Outside Amazon, developers had their own frustrations with Trainium. Julien Simon, an AI operating partner at a private equity firm, first ran into issues while working at Hugging Face, where he spent three years. Hugging Face had worked with Trainium chips, and Amazon was sometimes slow to support newer models on the startup’s open-source platform, Simon said.

“You would reach out to [Amazon] saying, ‘We need you to support this slightly newer model that came out on Hugging Face last week,’ and the answer would be, ‘Yeah, maybe in six months,’” Simon said. Amazon says such delays were addressed with later open-source software integrations, and a current product director at Hugging Face, Jeff Boudier, said the company has been happy with the relationship.

Simon said he ran into similar issues at open-source AI developer Arcee, where from mid-2024 to mid-2025 he tried training and deploying models on Trainium chips. “Anything that works out of the box on [Nvidia’s software] requires custom engineering and custom development and back-and-forth with the Amazon teams,” he said.

Arcee’s CEO, Mark McQuade, said the company stopped trying to use first-generation Trainium chips in early 2025 and hasn’t tried newer versions.

Trainium also initially struggled with some capabilities, including support for dynamic shapes, which help models handle inputs that vary in size or format. Without that support, developers had to do more manual work to adapt models for different requests, said Jakimovski, who started testing the technology in late 2024.

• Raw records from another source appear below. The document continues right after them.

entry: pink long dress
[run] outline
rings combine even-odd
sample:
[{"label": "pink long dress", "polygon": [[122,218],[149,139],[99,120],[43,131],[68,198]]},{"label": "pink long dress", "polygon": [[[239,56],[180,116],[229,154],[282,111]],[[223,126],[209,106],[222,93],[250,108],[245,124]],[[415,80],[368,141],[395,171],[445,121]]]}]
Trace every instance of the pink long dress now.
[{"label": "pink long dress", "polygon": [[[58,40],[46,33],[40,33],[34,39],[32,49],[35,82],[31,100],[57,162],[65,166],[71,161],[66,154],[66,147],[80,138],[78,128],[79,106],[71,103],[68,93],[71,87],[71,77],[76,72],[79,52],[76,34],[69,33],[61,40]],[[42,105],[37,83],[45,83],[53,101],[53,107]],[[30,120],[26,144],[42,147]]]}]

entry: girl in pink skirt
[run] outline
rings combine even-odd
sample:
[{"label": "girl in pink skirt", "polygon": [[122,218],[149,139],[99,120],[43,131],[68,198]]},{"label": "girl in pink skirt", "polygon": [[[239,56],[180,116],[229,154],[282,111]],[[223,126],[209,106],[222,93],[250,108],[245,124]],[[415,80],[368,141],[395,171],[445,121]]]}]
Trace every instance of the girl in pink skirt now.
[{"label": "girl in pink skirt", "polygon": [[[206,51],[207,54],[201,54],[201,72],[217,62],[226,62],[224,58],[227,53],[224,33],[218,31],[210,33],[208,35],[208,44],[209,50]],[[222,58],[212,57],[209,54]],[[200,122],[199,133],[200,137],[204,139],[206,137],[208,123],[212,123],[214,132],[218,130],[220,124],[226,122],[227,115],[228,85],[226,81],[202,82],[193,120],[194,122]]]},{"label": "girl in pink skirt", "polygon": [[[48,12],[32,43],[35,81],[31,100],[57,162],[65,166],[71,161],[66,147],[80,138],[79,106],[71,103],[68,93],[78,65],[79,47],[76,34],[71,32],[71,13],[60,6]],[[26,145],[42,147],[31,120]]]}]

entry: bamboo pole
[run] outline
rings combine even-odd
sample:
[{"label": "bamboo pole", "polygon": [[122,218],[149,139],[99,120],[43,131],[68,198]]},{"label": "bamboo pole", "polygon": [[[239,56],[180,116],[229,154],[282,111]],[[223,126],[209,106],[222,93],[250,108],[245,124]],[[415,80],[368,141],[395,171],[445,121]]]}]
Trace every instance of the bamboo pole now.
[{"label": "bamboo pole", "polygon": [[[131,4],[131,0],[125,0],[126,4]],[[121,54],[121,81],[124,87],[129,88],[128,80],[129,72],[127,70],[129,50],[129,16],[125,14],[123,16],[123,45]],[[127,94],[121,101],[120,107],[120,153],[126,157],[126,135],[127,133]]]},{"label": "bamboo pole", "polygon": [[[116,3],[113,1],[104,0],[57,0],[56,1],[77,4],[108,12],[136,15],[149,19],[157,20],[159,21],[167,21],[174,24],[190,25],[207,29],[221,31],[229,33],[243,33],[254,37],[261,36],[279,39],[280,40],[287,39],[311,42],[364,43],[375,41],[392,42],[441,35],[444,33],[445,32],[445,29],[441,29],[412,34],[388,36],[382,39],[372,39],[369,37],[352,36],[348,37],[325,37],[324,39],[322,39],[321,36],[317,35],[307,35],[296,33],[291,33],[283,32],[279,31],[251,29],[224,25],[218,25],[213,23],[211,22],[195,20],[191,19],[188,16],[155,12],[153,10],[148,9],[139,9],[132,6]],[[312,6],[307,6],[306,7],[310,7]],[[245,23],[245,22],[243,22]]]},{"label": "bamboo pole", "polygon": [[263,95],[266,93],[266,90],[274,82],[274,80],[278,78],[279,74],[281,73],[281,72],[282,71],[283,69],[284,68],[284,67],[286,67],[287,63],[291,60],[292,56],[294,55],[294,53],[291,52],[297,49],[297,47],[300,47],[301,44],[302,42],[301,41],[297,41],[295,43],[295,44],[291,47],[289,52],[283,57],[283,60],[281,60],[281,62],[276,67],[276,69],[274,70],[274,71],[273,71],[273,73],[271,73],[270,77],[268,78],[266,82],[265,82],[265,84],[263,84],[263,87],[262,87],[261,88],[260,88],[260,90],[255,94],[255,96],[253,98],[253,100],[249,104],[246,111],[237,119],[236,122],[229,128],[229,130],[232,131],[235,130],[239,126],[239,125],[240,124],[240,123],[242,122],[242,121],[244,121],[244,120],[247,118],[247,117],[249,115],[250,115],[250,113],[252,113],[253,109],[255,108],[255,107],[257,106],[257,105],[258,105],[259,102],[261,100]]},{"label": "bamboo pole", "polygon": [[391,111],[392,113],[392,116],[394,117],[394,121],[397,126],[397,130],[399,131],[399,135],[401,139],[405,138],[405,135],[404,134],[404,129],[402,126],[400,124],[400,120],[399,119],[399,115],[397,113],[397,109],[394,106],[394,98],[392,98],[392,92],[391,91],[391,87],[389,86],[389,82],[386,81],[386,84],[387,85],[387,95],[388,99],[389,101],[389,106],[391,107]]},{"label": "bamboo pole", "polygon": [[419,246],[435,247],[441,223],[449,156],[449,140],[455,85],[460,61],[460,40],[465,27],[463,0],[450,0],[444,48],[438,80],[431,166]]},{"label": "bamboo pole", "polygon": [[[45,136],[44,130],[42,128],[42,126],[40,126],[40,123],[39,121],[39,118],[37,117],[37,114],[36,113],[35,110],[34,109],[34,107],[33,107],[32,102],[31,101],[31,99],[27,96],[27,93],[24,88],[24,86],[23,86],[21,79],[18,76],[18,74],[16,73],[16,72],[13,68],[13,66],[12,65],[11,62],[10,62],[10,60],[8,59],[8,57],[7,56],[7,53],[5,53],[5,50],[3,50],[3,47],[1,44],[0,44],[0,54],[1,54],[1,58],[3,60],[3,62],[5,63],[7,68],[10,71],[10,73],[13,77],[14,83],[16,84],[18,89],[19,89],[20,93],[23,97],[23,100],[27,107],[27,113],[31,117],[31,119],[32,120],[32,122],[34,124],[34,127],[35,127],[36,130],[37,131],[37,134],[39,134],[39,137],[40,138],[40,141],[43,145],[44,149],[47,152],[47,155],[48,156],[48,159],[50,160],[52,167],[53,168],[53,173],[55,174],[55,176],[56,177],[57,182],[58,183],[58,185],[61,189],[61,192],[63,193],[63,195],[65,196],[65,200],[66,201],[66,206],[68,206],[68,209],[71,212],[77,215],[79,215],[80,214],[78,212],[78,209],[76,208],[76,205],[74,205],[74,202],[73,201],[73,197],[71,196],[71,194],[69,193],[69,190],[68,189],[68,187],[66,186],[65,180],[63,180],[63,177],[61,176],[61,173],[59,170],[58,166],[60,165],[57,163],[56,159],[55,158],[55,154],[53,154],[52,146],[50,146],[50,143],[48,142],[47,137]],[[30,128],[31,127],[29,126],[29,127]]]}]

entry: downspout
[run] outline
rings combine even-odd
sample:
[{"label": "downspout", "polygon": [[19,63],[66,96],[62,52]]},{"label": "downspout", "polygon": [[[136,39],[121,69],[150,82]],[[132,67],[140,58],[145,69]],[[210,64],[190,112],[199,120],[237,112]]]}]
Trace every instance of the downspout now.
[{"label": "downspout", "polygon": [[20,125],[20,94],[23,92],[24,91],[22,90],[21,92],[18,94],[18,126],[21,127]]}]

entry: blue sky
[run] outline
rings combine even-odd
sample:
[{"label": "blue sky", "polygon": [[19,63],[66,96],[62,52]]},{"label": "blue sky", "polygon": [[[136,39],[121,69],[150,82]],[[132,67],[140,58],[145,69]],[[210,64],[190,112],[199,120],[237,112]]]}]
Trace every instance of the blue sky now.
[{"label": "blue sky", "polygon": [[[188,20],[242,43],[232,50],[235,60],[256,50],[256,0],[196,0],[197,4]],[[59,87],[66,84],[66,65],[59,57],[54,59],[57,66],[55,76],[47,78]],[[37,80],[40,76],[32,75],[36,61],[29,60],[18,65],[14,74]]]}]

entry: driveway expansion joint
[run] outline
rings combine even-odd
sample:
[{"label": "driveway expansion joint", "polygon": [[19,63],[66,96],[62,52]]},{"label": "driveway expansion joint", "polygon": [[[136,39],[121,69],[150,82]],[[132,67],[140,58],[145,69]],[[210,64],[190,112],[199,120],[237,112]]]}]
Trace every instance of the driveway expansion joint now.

Kevin Gomes, a graduate student at Cornell University conducting AI research with Trainium, said he also found the chips difficult to use at first because the documentation was lacking. “It’s not very well documented, so you have no idea how to fix it,” Gomes said.

In recent months, however, several customers said Amazon has made Trainium much easier to use by improving documentation and support and making the chips work better with popular open-source tools.

That included a native PyTorch integration Amazon unveiled in December, an important step because PyTorch is many developers’ default programming platform and has long worked best with Nvidia. Before the integration, developers often had to write code in PyTorch and adapt it to Amazon’s Neuron software.

Amazon also fixed Trainium’s dynamic shapes issue and made its software easier to customize, helping models run faster, Jakimovski said. “They started to listen to developers,” he said. “I didn’t have that feeling two years ago.”

The Next Test

In February, Amazon said OpenAI would take around 2 gigawatts of Trainium capacity, including Trainium3 and the upcoming Trainium4, alongside an initial $15 billion Amazon investment.

Amazon has also paired Trainium with Cerebras, another OpenAI chip partner. OpenAI announced in January that it would use Cerebras systems for 750 megawatts of high-speed inference compute. Two months later, Amazon said it would deploy Cerebras systems in AWS data centers alongside Trainium to deliver faster inference through Bedrock.

Amazon later expanded its Anthropic partnership, with Anthropic committing to spend more than $100 billion on AWS over the next decade, including on Trainium capacity. Amazon also said it would invest another $5 billion in Anthropic, with up to $20 billion more tied to future milestones.

Late last month, Amazon said Trainium2 is largely sold out, Trainium3 is nearly fully subscribed and much of Trainium4, which is about 18 months from broad availability, is reserved. The Amazon spokesperson said Trainium’s customer base “extends well beyond OpenAI and Anthropic,” citing examples including Uber and Decart.

Still, Amazon has not detailed how much of that demand comes from a small number of large customers, and it’s unclear how much of a market exists beyond those AI giants and Amazon’s own services. Many AI-heavy companies buy model access through application programming interfaces or Amazon’s Bedrock instead of renting chips directly, Svonava said, and most companies don’t want to actively evaluate the underlying chips.

Trainium also hasn’t fully displaced Nvidia inside Amazon. Some of the models underpinning Amazon’s shopping AI still use Nvidia chips exclusively, someone with direct knowledge of the product said. Anthropic is still securing Nvidia capacity too, recently announcing a deal with SpaceX to access more than 220,000 Nvidia chips within the coming month.